Pour constater sa recevabilité, le tribunal s’est fondé sur le délai de prescription de cinq ans, prévu par la législation espagnole, transposant la directive du 26 novembre 2014.

La CJUE, dans un arrêt du 22 juin 2022 (affaire C-267/20), commence par rappeler le champ d’application temporel de la directive.
Celle-ci interdit l’application rétroactive d’une règlementation nationale, transposant les dispositions substantielles qu’elle prévoit et l’application des dispositions de la directive, aux actions en dommages et intérêts introduites avant le 26 décembre 2014.

En ce qui concerne l’applicabilité temporelle de l’article 10, la Cour note qu’il s’agit d’une disposition substantielle, dont l’application rétroactive est exclue.
Néanmoins, en l'espèce, la directive ayant été transposée dans l'ordre juridique espagnol cinq mois après l'expiration de son délai de transposition, la CJUE considère qu’il faut déterminer si la situation juridique en cause au principal était acquise avant l’expiration du délai de transposition de la directive ou si elle continuait à produire ses effets après expiration du délai.
Plus précisément, il faut se demander si le délai de prescription, applicable au principal, s’était écoulé, à la date d’expiration du délai de transposition de la directive.
La Cour ajoute que le délai de prescription ne peut pas commencer à courir avant que la personne lésée ait connaissance des éléments nécessaires à l’introduction de son recours, comme l’existence du préjudice ou l’identité de l’auteur de l’infraction.
Le communiqué de presse constatant l’entente, diffusé le 19 juillet 2016, n’a pas identifié avec la précision du résumé de la décision de la Commission, publié le 6 avril 2017, tous les éléments nécessaires. La CJUE juge donc que le délai de prescription de l’action du requérant doit commencer à courir à partir de la seconde date.
En l'espèce, le délai ne s’est pas écoulé pendant la période de transposition de la directive, ce qui signifie que le recours relève du champ d’application de l’article 10 de la directive.

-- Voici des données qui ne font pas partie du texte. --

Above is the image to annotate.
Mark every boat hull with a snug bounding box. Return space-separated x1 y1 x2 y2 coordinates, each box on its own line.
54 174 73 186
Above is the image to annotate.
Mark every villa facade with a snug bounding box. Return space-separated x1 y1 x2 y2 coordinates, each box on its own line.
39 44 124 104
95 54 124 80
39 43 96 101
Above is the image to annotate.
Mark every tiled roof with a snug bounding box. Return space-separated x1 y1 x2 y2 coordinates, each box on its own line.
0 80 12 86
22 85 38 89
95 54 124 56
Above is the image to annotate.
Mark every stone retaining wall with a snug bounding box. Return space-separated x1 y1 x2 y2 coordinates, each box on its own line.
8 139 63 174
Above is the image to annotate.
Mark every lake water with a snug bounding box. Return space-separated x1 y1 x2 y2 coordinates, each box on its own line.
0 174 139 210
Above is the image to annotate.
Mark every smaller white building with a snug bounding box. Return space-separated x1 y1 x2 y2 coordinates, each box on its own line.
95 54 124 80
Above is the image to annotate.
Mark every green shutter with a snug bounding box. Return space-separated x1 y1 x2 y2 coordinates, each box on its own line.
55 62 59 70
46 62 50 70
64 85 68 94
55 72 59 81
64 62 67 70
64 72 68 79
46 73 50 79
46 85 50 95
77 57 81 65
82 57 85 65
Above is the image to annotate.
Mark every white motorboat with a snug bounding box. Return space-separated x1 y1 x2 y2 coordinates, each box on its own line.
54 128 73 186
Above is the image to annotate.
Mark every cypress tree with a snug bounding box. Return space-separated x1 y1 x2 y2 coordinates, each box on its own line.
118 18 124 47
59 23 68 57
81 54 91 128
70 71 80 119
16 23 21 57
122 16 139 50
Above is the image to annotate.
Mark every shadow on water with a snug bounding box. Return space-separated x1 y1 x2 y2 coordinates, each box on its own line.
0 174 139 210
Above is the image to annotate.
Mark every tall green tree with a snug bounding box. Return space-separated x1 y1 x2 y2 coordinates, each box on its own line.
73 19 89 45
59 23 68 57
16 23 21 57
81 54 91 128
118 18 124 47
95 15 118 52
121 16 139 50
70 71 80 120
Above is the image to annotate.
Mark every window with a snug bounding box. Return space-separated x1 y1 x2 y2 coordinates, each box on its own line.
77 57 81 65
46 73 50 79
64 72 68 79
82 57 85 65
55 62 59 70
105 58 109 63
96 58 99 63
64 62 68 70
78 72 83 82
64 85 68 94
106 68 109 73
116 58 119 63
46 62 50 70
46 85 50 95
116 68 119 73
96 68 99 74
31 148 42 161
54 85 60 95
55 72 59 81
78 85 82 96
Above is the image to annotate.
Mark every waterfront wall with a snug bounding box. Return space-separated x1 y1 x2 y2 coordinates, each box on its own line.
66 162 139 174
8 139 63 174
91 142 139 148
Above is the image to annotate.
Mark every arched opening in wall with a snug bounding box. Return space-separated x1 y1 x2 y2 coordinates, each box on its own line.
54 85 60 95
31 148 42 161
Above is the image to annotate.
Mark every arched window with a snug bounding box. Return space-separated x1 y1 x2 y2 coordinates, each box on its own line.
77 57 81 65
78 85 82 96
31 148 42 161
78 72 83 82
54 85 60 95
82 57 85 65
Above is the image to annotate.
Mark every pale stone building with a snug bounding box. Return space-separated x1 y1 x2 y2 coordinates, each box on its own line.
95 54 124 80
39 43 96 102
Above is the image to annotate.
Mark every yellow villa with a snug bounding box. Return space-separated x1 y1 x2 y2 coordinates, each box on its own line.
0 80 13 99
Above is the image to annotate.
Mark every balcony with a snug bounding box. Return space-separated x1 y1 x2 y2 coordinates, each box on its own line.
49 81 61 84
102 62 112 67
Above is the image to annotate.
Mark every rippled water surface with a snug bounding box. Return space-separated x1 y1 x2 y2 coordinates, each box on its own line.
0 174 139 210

Concernant l’applicabilité temporelle de l’article 17 paragraphe 1 de la directive, la Cour note que la disposition cherche à assouplir le niveau de preuve, exigé aux fins de détermination du montant du préjudice, résultant d’une infraction au droit de la concurrence.
Il s’agit d’une disposition procédurale de la directive, pour laquelle l’application des dispositions de transposition à des actions introduites avant le 26 décembre 2014 est exclue.
En l’espèce, l’action ayant été introduite le 1er avril 2018, elle relève du champ d’application de l’article 17 paragraphe 1.

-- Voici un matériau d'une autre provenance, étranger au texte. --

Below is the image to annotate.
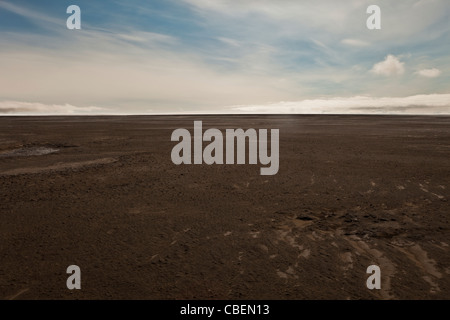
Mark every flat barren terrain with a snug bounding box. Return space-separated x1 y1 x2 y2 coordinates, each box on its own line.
0 115 449 299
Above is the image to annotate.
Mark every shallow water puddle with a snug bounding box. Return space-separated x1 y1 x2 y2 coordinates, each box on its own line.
0 147 59 158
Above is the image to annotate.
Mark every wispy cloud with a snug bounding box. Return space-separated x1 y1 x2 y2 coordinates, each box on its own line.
341 38 370 47
0 1 62 27
217 37 241 47
117 31 178 45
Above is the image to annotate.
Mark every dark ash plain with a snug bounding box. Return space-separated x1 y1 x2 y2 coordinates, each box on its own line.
0 115 449 299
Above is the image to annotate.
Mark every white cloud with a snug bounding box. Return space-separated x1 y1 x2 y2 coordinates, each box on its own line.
416 68 442 78
371 55 405 76
341 39 370 47
0 101 106 115
229 94 450 115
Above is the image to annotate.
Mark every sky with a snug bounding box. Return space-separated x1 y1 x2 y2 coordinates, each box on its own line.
0 0 449 115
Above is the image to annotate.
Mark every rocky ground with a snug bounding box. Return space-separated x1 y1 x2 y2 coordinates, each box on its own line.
0 115 449 299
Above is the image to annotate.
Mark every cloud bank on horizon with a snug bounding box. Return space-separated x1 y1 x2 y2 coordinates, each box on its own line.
0 0 449 115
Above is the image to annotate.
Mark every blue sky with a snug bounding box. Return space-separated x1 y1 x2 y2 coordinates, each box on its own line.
0 0 449 114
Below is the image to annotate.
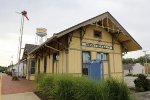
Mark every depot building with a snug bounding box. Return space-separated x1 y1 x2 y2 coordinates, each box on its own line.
25 12 142 80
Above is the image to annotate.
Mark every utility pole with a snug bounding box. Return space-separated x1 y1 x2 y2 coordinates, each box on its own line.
143 51 148 75
17 10 29 77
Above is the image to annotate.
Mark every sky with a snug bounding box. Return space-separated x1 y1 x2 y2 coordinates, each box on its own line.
0 0 150 66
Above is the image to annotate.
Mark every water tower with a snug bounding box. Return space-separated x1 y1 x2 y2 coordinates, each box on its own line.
36 28 47 45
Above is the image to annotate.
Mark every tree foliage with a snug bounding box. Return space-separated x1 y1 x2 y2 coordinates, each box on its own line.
123 56 150 65
0 66 6 72
122 58 135 64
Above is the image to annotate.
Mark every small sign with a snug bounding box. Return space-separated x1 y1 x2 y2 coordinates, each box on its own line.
81 42 113 50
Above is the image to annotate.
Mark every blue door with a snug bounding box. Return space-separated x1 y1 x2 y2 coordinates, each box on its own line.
88 53 104 80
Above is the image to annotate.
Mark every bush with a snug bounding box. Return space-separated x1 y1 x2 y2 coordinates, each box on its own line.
54 75 76 100
104 78 131 100
36 74 55 99
126 73 133 76
36 74 133 100
134 74 150 92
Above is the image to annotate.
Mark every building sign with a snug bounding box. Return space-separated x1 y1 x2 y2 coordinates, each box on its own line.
81 42 113 50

Pour ce qui est de l’applicabilité temporelle de l’article 17 paragraphe 2, qui établit une présomption réfragable relative à l’existence du préjudice résultant d’une entente, il s’agit d’une règle de fond. Le droit espagnol en interdit la rétroactivité.
Ainsi, l’interdiction d’application rétroactive de la disposition et de la législation de transposition implique que celles-ci ne peuvent pas être applicables à un recours en dommages et intérêts qui, même s'il a été introduit après l’entrée en vigueur des dispositions transposant la directive dans le droit espagnol, porte sur une infraction ayant pris fin avant la date d’expiration du délai de transposition.